I mentioned a few days ago that I had read Altered Carbon, a cyberpunk novel by Richard K. Morgan, and for those who can't be convinced by my brief mention to go out and read it, here's my longer appeal.

Altered Carbon takes place centuries from now, when humanity has managed to settle a handful of planets in the galaxy but space travel remains prohibitively expensive.  One huge, society-changing technological innovation is that ability to transfer a person's memory into a digital state which is then stored on what is basically a hard drive implanted in the base of a person's skull.  If something happens to your body, you can digitally transfer your consciousness into a new body, a clone, or even an unoccupied body of someone else, called a "sleeve."

Takeshi Kovacs is an ex-envoy, an elite soldier of the future trained to optimally utilize "sleeves," especially modified ones, in combat.  For decades he has been essentially emailed around from venue to venue fighting for the human government until he eventually goes rogue and ends up having his personality digitally stored in prison, an effective way to handle overcrowding.  Plus, a prisoner's real body can be used by others who wish to rent it, etc.

The truly wealthy can transfer themselves from one body to another, prolonging their lives for centuries.  The uber-wealthy can create digital back-ups of themselves in case something happens to their internal hard drive, called a "stack."

One centuries-old uber-wealthy person named Laurens Bancroft has apparently committed suicide, a futile act given that he has a back-up of his personality available.  To solve the mystery of why he would do such a thing, Bancroft arranges to have Kovacs transferred to Earth and uploaded into the body of an incarcerated police officer to solve the mystery.

On one hand, Altered Carbon has all the elements of a classic noir detective story: the reluctant protagonist, the untouchable plutocrat, the sultry siren, the grumpy police officer investigating the case ("there's no case, Kovacs!"), and of course a chorus of skeevy gangsters, laconic hitmen, and the odd hooker or three.  On the other hand, Morgan spins a pretty typically dystopic cyberpunk story with drugs, guns, cybernetically-enhanced killers, virtual reality, and a ton of sex.  Since I listened to Altered Carbon on CD, there were times when I was glad the kids weren't in the car and I was driving around with the windows up.  I don't know how these voice actors do it some times.

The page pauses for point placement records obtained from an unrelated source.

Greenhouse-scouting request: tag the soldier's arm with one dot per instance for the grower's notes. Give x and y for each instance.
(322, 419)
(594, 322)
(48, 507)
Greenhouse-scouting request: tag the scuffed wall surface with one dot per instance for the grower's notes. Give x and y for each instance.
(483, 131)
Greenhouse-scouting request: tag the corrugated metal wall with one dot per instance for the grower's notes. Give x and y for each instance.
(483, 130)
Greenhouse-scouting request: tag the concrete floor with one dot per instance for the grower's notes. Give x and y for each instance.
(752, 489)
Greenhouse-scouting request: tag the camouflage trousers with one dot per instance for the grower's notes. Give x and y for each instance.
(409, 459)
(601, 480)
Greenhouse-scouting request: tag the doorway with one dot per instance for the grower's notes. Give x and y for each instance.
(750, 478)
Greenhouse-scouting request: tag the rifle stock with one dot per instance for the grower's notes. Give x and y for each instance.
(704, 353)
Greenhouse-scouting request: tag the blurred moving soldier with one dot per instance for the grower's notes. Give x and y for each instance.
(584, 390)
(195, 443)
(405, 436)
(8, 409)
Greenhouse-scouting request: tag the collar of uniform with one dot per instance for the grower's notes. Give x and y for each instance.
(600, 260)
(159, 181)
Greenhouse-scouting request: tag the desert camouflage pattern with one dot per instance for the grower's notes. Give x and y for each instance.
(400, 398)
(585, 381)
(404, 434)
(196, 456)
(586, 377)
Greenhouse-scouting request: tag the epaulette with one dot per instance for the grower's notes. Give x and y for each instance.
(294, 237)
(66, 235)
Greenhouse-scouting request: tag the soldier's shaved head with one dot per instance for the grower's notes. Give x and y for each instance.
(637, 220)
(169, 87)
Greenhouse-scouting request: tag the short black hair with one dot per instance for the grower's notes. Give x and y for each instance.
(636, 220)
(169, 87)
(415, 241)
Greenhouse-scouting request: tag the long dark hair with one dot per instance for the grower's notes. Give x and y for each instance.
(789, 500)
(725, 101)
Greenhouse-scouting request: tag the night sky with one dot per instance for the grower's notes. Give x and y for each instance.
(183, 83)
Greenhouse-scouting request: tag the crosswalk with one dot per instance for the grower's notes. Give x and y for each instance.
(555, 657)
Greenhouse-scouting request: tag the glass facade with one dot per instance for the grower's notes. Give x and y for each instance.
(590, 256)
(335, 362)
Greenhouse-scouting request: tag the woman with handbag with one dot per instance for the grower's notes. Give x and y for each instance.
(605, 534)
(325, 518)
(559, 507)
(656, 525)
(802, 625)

Altered Carbon is a pretty solid set-up.  I'm not 100% thrilled with the execution, because way too much of the story comes in the back third of the book.  I like having all my pieces fairly up front, and let the hero put them together, instead of having the author hold out on me until the end.  This is probably why I like "English manor mysteries" over "detective stories" as a general matter of course.  There's also just a little too much Jedi/ninja/Jason Bourne in the whole "envoy" concept.  Kovacs could have been just as much a tough guy and a good detective without having be almost too good at things.

Where the story really sings, though, is in the examination of the impact on humanity that the whole stack/sleeve element provides.  Bancroft is no longer really human as a result of both his prolonged life and his ability to have every whim met by his fantastic wealth.  Others have become fractured because of the constant shifting from body to body.  How much of our personality is dependent upon the flesh, and not just our experiences, impacts how Kovacs responds to people as he interacts with individuals who knew the owner of his current "sleeve."

Friends with whom I have discussed this book have told me there is already an RPG closely modeled on this concept: Eclipse Phase.  If I was running a cyberpunk game, there's a lot I would rip off this book: characters, locales, even the way they depict post-human aristocrats.  The whole sleeve/stack thing is intriguing, and I am considering it for my EOW game, but I could see how it could quickly take over the game as a concept.

So, given that it seems to be that a bit of a cyberpunk renaissance is going on right now in the gaming world, go out and give this a read if that's your thing.  Just not around the kids.